Thursday, January 20, 2011

G.W. Bush said it: "It's about peace."

Our former President was asked what the war in Iraq was really about. His answer: "It's about peace."

To my ear, that's about as Orwellian as it gets. Looking for solutions to the world's problems by applying the same action that contributed to the mess we're in--then calling it something else (peace?)--won't take us to where we say we want to go.

War is not peace; pretty obvious, no? But hating war is not the same as loving peace. Those are two entirely different paradigms. Loving peace, then making decisions--political, social, financial, ecological and spiritual choices--with truly peaceful goals as the desired result...that's the road to lasting peace.

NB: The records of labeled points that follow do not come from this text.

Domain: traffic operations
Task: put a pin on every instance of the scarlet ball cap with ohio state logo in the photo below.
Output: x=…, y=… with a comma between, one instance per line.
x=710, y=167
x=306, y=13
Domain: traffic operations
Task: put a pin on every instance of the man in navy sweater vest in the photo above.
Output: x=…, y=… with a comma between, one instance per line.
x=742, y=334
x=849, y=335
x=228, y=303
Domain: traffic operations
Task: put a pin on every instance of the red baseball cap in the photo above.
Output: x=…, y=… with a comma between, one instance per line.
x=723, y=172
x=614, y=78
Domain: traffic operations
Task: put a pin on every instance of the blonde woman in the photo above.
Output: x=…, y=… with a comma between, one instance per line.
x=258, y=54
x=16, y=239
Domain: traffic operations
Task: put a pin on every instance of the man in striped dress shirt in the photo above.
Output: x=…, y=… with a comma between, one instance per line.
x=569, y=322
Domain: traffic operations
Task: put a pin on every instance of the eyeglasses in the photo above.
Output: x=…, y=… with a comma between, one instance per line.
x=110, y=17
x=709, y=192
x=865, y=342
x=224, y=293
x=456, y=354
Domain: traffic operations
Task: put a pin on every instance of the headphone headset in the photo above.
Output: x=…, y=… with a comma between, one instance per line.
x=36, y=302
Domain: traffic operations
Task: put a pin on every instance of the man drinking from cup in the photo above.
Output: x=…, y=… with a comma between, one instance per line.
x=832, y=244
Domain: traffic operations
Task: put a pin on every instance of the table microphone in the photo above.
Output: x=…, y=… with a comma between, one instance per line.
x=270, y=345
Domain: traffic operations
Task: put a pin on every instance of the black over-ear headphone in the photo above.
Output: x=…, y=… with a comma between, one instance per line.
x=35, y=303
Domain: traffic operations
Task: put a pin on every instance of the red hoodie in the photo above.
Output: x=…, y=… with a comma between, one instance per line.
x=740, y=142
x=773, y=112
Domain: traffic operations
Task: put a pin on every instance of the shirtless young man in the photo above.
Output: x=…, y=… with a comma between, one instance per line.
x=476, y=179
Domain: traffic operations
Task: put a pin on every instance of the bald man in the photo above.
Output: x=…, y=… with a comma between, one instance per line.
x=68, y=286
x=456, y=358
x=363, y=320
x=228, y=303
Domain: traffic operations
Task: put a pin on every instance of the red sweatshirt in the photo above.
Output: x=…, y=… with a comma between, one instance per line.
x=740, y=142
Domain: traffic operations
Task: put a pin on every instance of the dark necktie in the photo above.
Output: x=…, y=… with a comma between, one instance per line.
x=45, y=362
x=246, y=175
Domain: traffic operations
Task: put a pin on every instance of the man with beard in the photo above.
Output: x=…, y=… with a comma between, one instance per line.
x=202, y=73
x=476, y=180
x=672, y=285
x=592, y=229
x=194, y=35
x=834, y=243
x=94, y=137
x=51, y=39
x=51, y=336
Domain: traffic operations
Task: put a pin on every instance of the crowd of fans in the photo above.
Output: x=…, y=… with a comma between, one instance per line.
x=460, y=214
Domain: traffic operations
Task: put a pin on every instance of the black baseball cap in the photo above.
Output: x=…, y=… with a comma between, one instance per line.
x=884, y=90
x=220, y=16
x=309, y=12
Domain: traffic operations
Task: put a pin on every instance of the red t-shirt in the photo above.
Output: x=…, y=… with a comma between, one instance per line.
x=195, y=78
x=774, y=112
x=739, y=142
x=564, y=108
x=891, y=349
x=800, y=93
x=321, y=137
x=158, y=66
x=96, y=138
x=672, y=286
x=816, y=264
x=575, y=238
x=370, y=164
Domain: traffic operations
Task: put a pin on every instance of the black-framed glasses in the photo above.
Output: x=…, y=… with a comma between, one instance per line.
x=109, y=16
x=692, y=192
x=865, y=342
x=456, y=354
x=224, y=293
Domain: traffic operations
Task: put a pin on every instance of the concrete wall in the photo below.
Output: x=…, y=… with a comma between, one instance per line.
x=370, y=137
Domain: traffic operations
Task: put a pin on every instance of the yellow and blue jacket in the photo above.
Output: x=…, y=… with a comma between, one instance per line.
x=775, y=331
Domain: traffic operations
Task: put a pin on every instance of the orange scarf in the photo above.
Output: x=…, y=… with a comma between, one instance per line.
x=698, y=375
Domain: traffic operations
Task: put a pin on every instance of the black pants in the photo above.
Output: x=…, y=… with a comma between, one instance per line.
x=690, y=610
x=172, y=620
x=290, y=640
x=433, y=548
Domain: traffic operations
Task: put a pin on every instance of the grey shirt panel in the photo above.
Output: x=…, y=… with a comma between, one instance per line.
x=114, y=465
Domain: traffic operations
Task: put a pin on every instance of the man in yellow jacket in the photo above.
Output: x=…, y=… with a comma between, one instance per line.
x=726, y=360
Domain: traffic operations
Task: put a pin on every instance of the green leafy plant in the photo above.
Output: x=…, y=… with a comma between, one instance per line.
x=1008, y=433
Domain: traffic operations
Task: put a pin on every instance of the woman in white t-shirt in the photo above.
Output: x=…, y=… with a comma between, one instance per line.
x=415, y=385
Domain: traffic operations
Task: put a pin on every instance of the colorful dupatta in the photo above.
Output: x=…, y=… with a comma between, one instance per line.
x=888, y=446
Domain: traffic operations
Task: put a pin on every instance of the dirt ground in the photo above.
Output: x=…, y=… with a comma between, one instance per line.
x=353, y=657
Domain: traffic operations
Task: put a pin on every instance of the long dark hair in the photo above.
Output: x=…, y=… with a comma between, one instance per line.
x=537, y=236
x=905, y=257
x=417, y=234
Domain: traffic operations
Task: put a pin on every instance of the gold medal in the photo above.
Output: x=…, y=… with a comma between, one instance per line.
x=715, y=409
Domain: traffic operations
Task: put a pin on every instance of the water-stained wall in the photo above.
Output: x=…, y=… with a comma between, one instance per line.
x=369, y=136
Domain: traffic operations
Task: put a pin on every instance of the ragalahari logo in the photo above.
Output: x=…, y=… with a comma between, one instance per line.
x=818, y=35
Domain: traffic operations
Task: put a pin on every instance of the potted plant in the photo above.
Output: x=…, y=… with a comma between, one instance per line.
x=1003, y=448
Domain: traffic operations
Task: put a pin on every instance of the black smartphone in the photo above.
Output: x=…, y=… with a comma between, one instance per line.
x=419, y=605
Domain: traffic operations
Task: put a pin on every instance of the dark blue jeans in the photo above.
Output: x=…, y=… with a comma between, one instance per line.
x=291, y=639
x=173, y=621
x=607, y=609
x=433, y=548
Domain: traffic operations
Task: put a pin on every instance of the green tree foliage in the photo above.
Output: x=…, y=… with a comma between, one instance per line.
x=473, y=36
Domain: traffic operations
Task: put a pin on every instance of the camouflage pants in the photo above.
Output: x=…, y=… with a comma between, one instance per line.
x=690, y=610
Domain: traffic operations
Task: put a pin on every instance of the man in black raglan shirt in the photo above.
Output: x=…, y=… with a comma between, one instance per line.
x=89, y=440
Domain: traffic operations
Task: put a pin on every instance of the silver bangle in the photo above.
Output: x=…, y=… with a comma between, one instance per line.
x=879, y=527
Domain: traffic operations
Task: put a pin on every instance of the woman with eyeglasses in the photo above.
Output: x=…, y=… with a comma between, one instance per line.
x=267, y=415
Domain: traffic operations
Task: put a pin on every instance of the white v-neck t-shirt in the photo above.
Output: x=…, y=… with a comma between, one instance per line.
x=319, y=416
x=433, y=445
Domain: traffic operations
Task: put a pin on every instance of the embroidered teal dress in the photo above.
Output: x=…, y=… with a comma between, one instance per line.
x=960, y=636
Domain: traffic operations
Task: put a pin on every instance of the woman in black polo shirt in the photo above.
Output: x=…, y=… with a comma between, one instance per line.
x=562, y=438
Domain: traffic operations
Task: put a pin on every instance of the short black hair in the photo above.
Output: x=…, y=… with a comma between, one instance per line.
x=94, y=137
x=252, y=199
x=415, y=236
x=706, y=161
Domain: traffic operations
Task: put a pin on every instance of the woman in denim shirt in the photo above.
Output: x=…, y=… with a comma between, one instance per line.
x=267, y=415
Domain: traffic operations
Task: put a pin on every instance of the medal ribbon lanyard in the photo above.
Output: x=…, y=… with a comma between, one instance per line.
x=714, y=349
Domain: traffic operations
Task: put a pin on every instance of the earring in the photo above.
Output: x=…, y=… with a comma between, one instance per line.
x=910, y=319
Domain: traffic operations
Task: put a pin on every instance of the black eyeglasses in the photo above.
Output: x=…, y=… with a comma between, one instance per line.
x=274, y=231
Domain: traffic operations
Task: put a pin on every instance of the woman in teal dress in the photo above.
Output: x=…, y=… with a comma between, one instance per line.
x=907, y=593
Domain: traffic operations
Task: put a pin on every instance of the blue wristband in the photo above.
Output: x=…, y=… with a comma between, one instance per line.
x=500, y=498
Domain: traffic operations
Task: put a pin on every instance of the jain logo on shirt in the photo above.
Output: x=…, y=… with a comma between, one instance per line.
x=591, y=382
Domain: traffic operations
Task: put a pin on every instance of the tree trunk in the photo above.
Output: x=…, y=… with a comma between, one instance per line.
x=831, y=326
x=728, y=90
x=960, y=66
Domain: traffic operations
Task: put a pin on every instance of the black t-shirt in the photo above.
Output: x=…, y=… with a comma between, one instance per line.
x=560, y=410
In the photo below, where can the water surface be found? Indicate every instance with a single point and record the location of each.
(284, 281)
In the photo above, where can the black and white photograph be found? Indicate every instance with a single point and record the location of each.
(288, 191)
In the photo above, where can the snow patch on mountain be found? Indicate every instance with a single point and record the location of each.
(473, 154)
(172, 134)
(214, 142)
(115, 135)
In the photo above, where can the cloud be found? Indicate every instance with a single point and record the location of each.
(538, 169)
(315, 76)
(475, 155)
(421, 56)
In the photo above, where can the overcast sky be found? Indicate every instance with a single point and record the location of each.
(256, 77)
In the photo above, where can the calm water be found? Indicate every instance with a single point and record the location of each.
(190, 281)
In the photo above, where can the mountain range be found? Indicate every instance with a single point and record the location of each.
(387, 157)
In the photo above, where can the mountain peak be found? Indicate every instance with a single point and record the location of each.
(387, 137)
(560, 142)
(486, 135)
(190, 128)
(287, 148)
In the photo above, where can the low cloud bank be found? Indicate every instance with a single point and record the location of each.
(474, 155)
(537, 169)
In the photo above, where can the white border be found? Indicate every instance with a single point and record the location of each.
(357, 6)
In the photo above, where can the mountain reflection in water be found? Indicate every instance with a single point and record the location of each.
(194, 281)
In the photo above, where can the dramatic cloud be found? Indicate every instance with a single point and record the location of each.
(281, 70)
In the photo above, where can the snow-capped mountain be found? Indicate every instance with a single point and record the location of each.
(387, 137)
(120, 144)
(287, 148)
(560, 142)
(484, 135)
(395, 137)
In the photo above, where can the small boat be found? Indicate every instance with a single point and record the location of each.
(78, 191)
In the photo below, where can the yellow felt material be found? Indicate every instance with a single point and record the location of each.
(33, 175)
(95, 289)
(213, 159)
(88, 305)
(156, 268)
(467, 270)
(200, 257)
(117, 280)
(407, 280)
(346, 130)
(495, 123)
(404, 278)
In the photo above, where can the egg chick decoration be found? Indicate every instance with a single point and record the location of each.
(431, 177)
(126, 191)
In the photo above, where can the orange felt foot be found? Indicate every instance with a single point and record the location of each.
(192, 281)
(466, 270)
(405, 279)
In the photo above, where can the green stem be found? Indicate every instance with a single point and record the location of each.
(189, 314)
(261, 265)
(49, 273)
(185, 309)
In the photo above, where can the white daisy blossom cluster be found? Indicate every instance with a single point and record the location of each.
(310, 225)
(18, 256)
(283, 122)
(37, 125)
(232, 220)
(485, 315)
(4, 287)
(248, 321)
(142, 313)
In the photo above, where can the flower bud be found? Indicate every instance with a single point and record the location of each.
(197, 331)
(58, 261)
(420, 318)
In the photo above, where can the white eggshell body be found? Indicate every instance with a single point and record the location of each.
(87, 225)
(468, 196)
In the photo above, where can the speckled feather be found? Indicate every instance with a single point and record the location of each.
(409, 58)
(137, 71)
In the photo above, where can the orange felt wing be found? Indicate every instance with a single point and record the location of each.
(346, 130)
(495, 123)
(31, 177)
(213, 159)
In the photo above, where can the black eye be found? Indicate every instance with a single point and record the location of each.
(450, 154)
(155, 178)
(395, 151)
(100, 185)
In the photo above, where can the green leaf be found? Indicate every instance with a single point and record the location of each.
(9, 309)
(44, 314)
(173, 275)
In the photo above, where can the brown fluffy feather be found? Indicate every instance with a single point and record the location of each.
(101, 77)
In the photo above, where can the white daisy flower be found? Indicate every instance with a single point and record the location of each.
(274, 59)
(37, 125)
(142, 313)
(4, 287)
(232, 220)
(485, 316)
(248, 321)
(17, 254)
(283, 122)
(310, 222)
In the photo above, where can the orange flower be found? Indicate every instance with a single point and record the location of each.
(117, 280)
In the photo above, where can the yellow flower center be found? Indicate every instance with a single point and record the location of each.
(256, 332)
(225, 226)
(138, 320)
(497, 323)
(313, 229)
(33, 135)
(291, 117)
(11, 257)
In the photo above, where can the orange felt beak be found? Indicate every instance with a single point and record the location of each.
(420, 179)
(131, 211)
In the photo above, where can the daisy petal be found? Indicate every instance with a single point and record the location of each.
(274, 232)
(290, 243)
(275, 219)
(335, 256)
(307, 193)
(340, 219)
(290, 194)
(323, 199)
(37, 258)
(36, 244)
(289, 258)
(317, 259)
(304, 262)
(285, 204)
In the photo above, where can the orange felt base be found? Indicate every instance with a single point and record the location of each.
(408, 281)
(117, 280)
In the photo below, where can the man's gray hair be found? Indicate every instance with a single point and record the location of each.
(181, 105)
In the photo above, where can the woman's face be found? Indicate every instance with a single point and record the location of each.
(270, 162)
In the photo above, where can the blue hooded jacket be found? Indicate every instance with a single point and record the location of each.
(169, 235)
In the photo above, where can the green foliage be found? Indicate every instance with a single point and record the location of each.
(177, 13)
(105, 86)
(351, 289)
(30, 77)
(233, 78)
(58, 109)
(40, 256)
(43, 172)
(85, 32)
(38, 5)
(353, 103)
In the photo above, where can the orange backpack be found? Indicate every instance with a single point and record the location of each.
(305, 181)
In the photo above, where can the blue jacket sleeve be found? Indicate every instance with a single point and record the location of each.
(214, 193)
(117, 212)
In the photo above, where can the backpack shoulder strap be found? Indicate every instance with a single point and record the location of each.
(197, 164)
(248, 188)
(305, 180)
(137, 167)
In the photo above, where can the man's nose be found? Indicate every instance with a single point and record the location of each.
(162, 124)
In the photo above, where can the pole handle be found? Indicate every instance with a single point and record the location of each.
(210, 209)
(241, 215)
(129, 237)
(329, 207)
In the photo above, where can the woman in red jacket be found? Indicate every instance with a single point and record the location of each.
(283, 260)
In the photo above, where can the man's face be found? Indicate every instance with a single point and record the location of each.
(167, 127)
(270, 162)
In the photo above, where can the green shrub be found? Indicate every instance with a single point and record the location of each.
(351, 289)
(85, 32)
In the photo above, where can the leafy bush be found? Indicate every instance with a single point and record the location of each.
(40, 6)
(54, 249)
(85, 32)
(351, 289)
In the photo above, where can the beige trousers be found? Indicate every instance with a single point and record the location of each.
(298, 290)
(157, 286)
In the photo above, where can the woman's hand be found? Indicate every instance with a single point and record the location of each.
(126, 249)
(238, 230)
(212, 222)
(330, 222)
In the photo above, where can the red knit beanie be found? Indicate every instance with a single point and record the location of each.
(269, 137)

A race whose goal, like a corporation (and remember, they're people, too!) is simply to "have more" will never have enough. Maximum consumption will only end when resources run out. The systems we've created are so dependent on exploiting all available resources--people included--for maximum profit, that the kind of change this world needs could only be considered "collapse" in the eyes of the very few percent who hold the wealth and make decisions for so many.

Yet "having" more, and "doing" what we're doing is actually killing us, and of course there will be consequences. Change is inevitable; the question is, what kind of "brave new world" do we want to experience? Survival means a paradigm shift in the way we see ourselves; what we mean when we say "me" and "you" and "us". I believe that only a deep recognition of our innate connectivity, all man-made constructs aside, will change our world. Only an epiphany of global scale will bring this about...or when we're faced with a literal life or death decision about how we'd like to go on. Well, folks, we're there now! And like G.W. Bush said, it IS about peace; only not by expending what life we have to make war, or tolerating the scale of global poverty that Gandhi described as a form of violence.

We KNOW we can do better. We CAN change. But like any journey, it will start by taking the first step. How about we start considering peace.